SAHA provides support for Ahmet Öğüt’s project Balanced Protest Banners at Dhaka Art Summit between 3 February and 11 February 2023 to be presented at the exhibition Very Small Feelings, co-produced by Samdani Art Foundation and the Kiran Nadar Museum of Art. Öğüt's project centers on a collective balance walk along young locals with multiple Bamboo stilts that have banners on top. These “walks” across the DAS venue for 9 days allude to how Bangladeshis in villages, as well as Indians in similar climactic contexts, address their rising water levels and find new ways to walk on unstable ground. In parallel to this, the show includes Jump Up!, an intervention where visitors look at historical collections in India and Bangladesh while jumping up on trampolines, reminding them of that childlike reach it takes to see something or to strive to understand.
“The word for flood, ‘Bonna,’ is also given as a common name for girls in Bangladesh. A flood in Bangladesh does not simply translate into the dominant idea of the word flood carrying a singular connotation of “disaster.” Rather, the DAS concept of Bonna challenges binaries - between necessity and excess, between regeneration and disaster, between adult and child, between male and female. DAS 2023 invokes and interprets Bonna as a complex symbol-system, which is indigenous, personal and at once universal, an embodied non-human reversal of how storms, cyclones, tsunamis, stars, and all environment crises and discoveries are named, allowing Bonna, the young girl, to speak from Bangladesh to the world; she asks why the words for weather are gendered, what the relationship between gender, the built environment, and climate change might be.“
Ahmet Öğüt (1981,Diyarbakır)is a sociocultural initiator, artist, and lecturer. Working across a variety of media, including photography, video, and installation, Öğüt often uses humor and small gestures to offer his commentary on rather serious or pressing social and political issues. Öğüt is regularly collaborating with people from outside of the art world to create shifts in the perception of the common. He has exhibited widely, and taught at several schools around the world, among which are Institut für Kunst im Kontext at Universität der Künste Berlin; Jan van Eyck Academie, Maastricht; Sandberg Institute Amsterdam; Finnish Academy of Fine Arts, Helsinki; TransArts - Transdisziplinäre Kunst, Institut für Bildende und Mediale Kunst Universität für angewandte Kunst Wien; and DAI Arnhem. Öğüt was awarded the Visible Award for the Silent University in 2013, in addition to the special prize of the Future Generation Art Prize by Pinchuk Art Centre in 2012; the De Volkskrant Beeldende Kunst Prijs in 2011; and the Kunstpreis Europas Zukunft in 2010. Öğüt has co-represented Turkey at the 53rdVenice Biennale in 2009.

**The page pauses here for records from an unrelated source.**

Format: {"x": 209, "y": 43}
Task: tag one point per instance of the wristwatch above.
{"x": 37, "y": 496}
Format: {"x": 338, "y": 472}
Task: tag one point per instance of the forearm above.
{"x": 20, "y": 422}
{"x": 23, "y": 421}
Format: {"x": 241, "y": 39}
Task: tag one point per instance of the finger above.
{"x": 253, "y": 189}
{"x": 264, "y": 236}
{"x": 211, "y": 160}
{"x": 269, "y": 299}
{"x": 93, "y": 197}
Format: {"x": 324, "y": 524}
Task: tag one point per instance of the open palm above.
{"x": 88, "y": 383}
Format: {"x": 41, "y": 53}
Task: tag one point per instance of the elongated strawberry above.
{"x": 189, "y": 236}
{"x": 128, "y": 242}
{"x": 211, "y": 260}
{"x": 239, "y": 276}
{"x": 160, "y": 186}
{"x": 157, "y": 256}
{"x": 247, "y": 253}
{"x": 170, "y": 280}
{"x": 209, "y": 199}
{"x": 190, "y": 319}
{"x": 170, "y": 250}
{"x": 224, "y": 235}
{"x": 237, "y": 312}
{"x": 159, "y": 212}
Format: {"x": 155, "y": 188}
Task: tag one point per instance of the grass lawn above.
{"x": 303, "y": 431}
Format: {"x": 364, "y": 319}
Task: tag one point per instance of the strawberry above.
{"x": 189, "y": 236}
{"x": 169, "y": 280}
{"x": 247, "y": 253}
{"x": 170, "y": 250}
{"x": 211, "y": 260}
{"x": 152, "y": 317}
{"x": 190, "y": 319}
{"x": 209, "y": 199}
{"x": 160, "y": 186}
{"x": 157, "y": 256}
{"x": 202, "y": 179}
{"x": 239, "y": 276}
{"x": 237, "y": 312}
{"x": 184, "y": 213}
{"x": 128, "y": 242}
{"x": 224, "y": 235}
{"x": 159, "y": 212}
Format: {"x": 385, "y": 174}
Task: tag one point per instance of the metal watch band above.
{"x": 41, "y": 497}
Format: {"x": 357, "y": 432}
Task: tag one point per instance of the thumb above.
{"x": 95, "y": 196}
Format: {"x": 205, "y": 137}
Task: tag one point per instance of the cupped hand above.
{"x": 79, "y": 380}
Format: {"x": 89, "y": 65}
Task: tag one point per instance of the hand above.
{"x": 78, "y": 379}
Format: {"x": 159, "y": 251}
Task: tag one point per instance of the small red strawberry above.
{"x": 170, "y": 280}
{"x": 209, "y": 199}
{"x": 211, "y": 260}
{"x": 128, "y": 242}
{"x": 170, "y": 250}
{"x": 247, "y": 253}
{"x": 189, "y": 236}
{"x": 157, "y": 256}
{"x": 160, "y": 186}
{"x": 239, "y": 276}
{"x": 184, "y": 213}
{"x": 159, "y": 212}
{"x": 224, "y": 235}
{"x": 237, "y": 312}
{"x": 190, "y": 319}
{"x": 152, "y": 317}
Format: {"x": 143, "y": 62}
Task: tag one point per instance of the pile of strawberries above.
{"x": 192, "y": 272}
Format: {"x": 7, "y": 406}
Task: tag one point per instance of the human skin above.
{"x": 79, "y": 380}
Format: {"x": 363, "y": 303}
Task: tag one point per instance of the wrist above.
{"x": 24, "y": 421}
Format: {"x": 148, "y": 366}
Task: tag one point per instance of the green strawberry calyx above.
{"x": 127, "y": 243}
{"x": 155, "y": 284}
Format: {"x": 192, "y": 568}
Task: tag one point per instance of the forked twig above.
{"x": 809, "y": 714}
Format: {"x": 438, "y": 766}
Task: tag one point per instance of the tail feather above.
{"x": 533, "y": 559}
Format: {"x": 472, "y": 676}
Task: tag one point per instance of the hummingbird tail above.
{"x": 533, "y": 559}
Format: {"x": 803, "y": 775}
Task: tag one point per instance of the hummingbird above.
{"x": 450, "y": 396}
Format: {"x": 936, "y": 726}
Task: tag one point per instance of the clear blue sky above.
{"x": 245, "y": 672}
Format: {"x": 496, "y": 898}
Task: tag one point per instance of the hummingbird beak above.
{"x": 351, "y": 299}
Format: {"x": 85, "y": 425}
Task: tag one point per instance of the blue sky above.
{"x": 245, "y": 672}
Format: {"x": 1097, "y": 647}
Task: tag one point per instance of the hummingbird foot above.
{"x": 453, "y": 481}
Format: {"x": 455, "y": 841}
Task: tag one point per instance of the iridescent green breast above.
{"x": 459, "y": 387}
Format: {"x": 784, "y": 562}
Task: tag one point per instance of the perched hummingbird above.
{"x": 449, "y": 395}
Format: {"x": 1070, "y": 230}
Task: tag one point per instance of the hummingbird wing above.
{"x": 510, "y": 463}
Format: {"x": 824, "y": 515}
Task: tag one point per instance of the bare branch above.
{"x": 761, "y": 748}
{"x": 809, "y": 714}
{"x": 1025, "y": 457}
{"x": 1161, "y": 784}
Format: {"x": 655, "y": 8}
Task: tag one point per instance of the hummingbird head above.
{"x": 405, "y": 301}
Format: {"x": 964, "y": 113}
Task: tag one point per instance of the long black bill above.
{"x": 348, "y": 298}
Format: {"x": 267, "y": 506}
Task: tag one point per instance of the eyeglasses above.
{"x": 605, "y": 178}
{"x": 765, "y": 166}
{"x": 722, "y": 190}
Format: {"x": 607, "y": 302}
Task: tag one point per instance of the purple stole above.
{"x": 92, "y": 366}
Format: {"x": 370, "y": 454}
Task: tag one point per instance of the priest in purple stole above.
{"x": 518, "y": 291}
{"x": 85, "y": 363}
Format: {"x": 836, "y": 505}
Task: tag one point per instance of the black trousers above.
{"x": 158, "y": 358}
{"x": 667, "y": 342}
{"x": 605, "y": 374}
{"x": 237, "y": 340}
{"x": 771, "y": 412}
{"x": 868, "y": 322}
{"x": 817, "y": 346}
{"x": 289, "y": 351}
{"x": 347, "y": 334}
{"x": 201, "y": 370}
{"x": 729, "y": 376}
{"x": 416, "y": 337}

About The Dhaka Art Summit
The Dhaka Art Summit (DAS) is an international, non-commercial research and exhibition platform for art and architecture related to South Asia. With a core focus on Bangladesh, DAS re-examines how we think about these forms of art in both a regional and an international context. Founded in 2012 by the Samdani Art Foundation—which continues to produce the festival—in collaboration with the Ministry of Cultural Affairs, People’s Republic of Bangladesh, DAS is hosted every two years at the Bangladesh Shilpakala Academy.